どうやら今日は一緒に住んでいる晴矢は友人の家に泊まるようで、風介はそれに無理矢理付き合わされているらしい。本当にあの二人がいなくて良かったと思う、これ以上話しがややこしくなるのは御免だ。何をして遊んでいればいいかと考えていたら、少年ヒロトは私なんぞ放ってテレビを点けて笑い始めた。私は急激にあの小さな赤い頭を叩きたくなった。きっと私は保母さんには向かないだろう。

私の分の夕食まで作ってくれた瞳子さんはさっさと自分の夕食を食べ終わり、ボロボロと食べかすを零す少年ヒロトの汚した机を拭いて、中々掬えない残りのご飯をもたもたと掻き混ぜている少年のスプーンで掬い上げて、彼の口に運ぶ。大人しく口を開け放り込まれたご飯を、むぐむぐと噛み締めながら笑っている少年は、やはり基山ヒロトの面影を見せている。しかし瞳子さん、この状況でこの少年を見て取り乱さないとは、流石、流石に肝が据わっているなあと思う。初めこそ驚いていたが、今では普通に幼児に接し慣れた母親の様だ。

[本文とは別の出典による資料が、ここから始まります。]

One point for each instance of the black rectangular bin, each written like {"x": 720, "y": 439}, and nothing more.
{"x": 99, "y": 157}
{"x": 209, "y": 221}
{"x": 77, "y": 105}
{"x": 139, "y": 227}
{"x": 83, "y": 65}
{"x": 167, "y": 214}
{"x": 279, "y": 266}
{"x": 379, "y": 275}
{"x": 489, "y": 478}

夕食がすんでからテレビに食いつき、食卓の向こうのソファでCMソングをくちづさむ少年を見ながら、瞳子さんがやっとと言うように大きく息を吐き出した。

「ごめんなさいね、なまえさん。」
「え、あ、いや、大丈夫ですよ。」

本当はあんまり大丈夫じゃない。だってただの風邪だと思ってお見舞いに来たら、とうの本人はあんなに幼く無邪気になってしまい、しかも私の事なんぞ綺麗さっぱり忘れてしまっているのだ。それだけでもう、腹腸が煮え繰り返りそうなくらい怒っている。いや、実際は怒りより悲しみの方が上で、少年ヒロトが私の名前を恐る恐る呼ぶ声と、瞳子さんを姉さんと呼ぶ声のトーンが余りに違うもんだから、先程からいちいち傷付いてしまっている。情けないから、せめて大丈夫だと瞳子さんに成るべく笑顔で答えてみた。私の返事を聞いて、少しだけ微笑んで「有難う」と言う表情から疲れが浮かんでいるので、なんだかいたたまれなくなってくる。やはり瞳子さんもこの非常識な状況を全て飲み込めていた訳じゃない様だ。そりゃ私よりずっと一緒にいたし、血は繋がっていないらしいが、大切な弟だろうし、きっと私なんかより瞳子さんの方が何倍も驚いて、ヒロトの事を心配しているんじゃないだろうか。それならば、余計に私が笑顔でいなければならない気がした。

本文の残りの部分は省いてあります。